The application of §1248 and §338(g) in the context of the purchase or sale of a controlled foreign corporation (CFC) has long been one of the most complex areas of the tax code. The recently enacted tax reform act — herein, the ‘‘2017 tax act’’ or the ‘‘Act’’ — by repealing deferral and replacing it with a combination of worldwide taxation of global intangible low-taxed income (GILTI) and a participation exemption, overturned the settled principles that applied to the purchase and sale of CFC stock. This article briefly explores the new rules on purchases and sales of CFC stock in light of the new rules and considerations applicable to tax reform. From a U.S. C corporation’s perspective as a seller, with the repeal of deferral, the decision of whether to sell stock or assets of a CFC will depend on an analysis of the particular fact pattern and numbers involved.
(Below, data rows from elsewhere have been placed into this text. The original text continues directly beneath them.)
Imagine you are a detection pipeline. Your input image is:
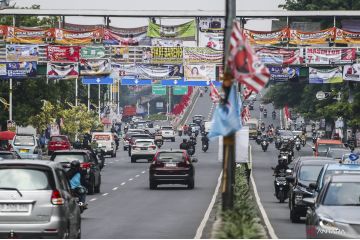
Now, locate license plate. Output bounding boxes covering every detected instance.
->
[0,203,29,212]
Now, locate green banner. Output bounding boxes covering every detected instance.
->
[147,20,196,39]
[152,84,166,95]
[173,86,188,95]
[80,46,105,59]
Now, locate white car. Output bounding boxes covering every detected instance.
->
[160,126,175,142]
[131,139,158,163]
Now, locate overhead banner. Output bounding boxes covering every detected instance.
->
[255,47,304,65]
[46,62,79,79]
[46,45,80,62]
[289,28,335,45]
[243,28,289,44]
[147,20,196,40]
[305,48,356,64]
[6,44,39,62]
[80,59,111,76]
[184,64,216,81]
[184,47,223,64]
[80,46,105,59]
[309,67,343,84]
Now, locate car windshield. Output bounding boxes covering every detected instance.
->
[0,168,51,191]
[14,135,35,146]
[323,182,360,206]
[299,165,323,182]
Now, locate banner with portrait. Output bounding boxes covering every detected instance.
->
[46,45,80,62]
[6,44,39,62]
[184,64,216,81]
[46,62,79,79]
[80,59,111,76]
[309,66,343,84]
[305,48,356,65]
[147,20,196,40]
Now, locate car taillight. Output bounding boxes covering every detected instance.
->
[51,189,64,205]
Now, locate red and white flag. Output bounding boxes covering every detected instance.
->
[227,21,270,93]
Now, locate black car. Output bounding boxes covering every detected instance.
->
[286,156,335,222]
[50,150,101,194]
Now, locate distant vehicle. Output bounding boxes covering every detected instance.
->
[0,160,81,239]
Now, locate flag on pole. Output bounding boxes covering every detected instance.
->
[227,21,270,93]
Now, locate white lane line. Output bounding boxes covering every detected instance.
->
[250,147,278,239]
[194,171,222,239]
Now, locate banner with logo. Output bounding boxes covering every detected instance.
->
[184,64,216,81]
[343,63,360,82]
[6,44,39,62]
[46,62,79,79]
[80,59,111,75]
[80,46,105,59]
[184,47,223,64]
[305,48,356,64]
[46,45,80,62]
[309,66,343,84]
[244,28,289,44]
[147,20,196,40]
[289,28,335,45]
[54,28,103,44]
[255,47,304,65]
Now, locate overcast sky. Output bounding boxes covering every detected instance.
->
[11,0,284,30]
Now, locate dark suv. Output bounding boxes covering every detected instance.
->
[50,150,101,194]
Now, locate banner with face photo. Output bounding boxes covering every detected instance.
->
[6,44,39,62]
[46,62,79,79]
[46,45,80,62]
[184,64,216,81]
[80,59,111,75]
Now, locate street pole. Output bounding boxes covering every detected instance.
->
[221,0,236,210]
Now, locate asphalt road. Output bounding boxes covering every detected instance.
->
[82,92,221,239]
[250,96,312,238]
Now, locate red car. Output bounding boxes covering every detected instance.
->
[48,135,71,155]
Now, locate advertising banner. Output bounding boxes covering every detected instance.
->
[305,48,356,64]
[184,64,216,81]
[184,47,223,64]
[46,62,79,79]
[289,28,335,45]
[309,67,343,84]
[6,44,39,62]
[147,20,196,40]
[244,28,289,44]
[46,45,80,62]
[255,48,304,65]
[80,46,105,59]
[80,59,111,75]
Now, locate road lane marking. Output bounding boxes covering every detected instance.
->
[194,171,223,239]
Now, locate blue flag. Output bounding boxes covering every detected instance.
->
[208,85,241,138]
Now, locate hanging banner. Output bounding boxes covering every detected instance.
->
[199,17,225,33]
[184,64,216,81]
[80,46,105,59]
[55,28,103,44]
[243,28,289,44]
[255,47,304,65]
[147,20,196,40]
[305,48,356,64]
[268,66,300,82]
[184,47,223,64]
[343,63,360,82]
[46,45,80,62]
[80,59,111,75]
[46,62,79,79]
[6,44,39,62]
[289,28,335,45]
[309,67,343,84]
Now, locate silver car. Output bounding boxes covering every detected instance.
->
[0,160,81,238]
[303,175,360,239]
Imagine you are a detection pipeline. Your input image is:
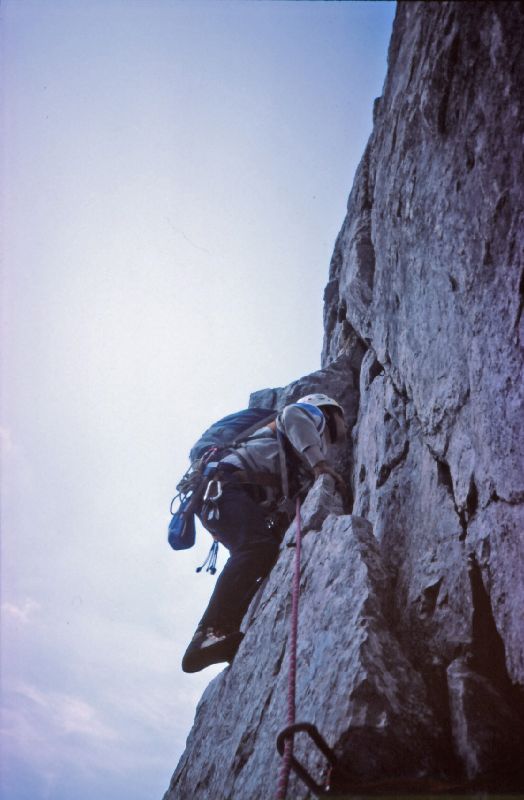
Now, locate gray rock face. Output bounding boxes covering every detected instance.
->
[166,2,524,800]
[166,488,441,800]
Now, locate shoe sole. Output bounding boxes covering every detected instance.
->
[182,631,244,672]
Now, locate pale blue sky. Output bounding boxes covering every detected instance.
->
[0,0,395,800]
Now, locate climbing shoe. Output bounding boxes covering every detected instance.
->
[182,628,244,672]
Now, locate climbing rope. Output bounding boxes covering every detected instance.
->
[277,497,302,800]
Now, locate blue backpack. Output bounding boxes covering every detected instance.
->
[167,408,278,552]
[189,408,278,462]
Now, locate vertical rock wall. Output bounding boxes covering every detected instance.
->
[166,2,524,800]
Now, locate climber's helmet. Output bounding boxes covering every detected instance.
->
[297,393,347,443]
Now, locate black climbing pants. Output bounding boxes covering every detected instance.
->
[199,483,279,633]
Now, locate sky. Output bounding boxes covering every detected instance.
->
[0,0,395,800]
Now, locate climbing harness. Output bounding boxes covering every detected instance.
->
[195,539,218,575]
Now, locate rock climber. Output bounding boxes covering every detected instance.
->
[182,393,346,672]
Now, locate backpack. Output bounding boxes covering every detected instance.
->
[168,408,278,552]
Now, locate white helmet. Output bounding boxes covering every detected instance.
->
[297,393,346,442]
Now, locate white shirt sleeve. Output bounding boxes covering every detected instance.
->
[280,404,327,468]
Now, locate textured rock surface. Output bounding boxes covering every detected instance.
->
[166,2,524,800]
[166,488,439,800]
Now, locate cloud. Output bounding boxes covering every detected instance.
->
[1,597,41,625]
[15,683,118,741]
[0,425,16,456]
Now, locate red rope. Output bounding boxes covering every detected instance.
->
[277,497,302,800]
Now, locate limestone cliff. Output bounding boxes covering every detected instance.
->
[165,2,524,800]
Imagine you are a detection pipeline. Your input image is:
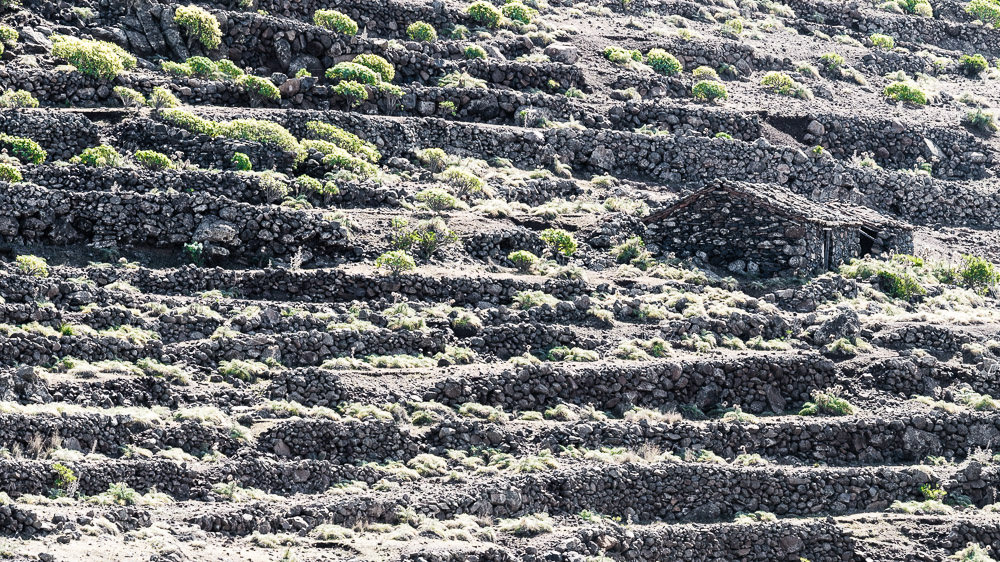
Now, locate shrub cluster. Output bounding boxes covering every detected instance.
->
[760,70,813,100]
[465,0,503,29]
[646,49,684,76]
[174,4,222,49]
[406,21,437,43]
[51,35,136,80]
[691,80,729,101]
[0,133,48,164]
[883,81,927,105]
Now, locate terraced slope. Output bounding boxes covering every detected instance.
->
[0,0,1000,562]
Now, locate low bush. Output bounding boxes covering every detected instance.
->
[601,45,642,65]
[0,133,48,164]
[819,53,844,72]
[465,1,503,29]
[51,35,136,80]
[15,256,49,278]
[0,162,24,183]
[539,228,577,257]
[691,80,729,102]
[313,10,358,35]
[646,49,684,76]
[868,33,896,51]
[232,152,253,172]
[507,250,538,273]
[236,74,281,106]
[375,250,417,275]
[146,86,181,110]
[174,4,222,49]
[465,45,487,59]
[406,21,437,43]
[883,82,927,105]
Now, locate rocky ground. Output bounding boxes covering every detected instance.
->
[0,0,1000,562]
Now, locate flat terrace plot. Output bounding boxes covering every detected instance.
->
[0,0,1000,562]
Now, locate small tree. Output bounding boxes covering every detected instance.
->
[375,250,417,275]
[540,228,577,257]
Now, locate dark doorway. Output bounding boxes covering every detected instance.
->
[860,226,878,257]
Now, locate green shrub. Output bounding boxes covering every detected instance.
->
[232,152,253,172]
[465,45,487,59]
[958,53,990,76]
[438,70,486,88]
[760,71,812,100]
[868,33,896,51]
[174,4,222,49]
[883,82,927,105]
[51,35,136,80]
[215,59,246,80]
[958,255,1000,294]
[0,90,38,108]
[184,57,219,78]
[465,1,503,29]
[313,10,358,35]
[146,86,181,110]
[0,133,48,164]
[691,80,729,101]
[135,150,174,170]
[236,74,281,106]
[646,49,684,76]
[306,121,382,162]
[965,0,1000,27]
[326,62,382,85]
[962,108,997,135]
[375,250,417,275]
[507,250,538,273]
[333,80,368,107]
[0,25,21,47]
[539,228,577,256]
[392,217,458,258]
[15,256,49,278]
[0,162,24,183]
[69,144,122,168]
[112,86,146,107]
[354,54,396,82]
[160,60,194,77]
[406,21,437,43]
[601,45,642,65]
[500,0,538,23]
[819,53,844,72]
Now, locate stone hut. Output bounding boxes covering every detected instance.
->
[644,181,913,276]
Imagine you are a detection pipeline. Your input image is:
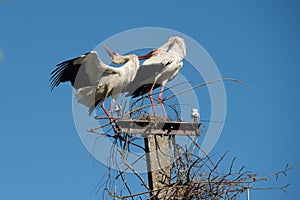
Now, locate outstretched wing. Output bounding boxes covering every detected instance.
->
[50,51,109,90]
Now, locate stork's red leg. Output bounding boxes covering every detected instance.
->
[158,84,167,119]
[101,93,117,135]
[148,81,156,117]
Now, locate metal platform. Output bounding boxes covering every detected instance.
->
[116,119,201,136]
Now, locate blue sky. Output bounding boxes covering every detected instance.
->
[0,0,300,200]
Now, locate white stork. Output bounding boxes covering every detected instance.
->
[124,36,186,118]
[50,47,149,122]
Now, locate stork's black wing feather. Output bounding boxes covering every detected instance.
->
[50,53,91,91]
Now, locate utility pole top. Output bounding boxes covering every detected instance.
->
[116,117,201,200]
[116,119,201,136]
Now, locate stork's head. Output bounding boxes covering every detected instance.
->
[104,46,158,65]
[104,46,127,65]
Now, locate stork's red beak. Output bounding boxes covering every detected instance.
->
[139,49,157,60]
[104,45,116,58]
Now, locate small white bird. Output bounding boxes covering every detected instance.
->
[124,37,186,118]
[50,47,148,119]
[191,108,200,122]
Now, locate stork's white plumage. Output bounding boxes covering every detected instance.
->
[124,37,186,118]
[50,48,139,117]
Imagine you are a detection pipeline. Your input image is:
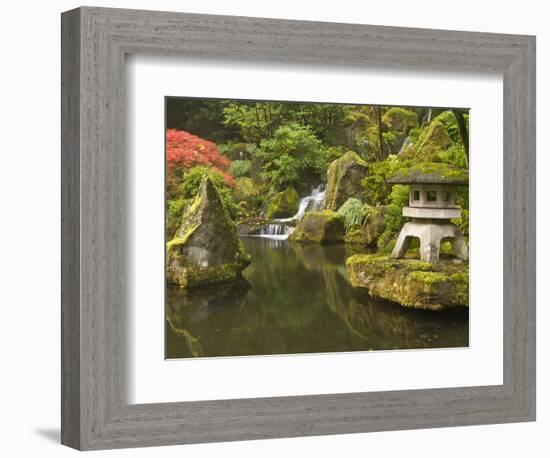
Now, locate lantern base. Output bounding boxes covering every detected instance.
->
[391,221,468,262]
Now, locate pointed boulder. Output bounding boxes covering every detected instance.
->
[166,175,250,288]
[325,151,369,211]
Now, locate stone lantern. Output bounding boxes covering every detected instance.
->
[388,164,468,262]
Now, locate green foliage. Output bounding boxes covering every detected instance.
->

Unique and potentially drastic consequences also apply in the case of a CFC that is owned by a U.S. partnership or passthrough entity, such as a private equity fund.
BACKGROUND ON THE RELEVANT PROVISIONS –
GILTI Under the Act -
Perhaps the most sweeping international tax change in the 2017 tax act was the introduction of GILTI as a new category of income of CFCs that is taxed currently to its United States shareholders on a ‘‘deemed dividend’’ or phantom income basis.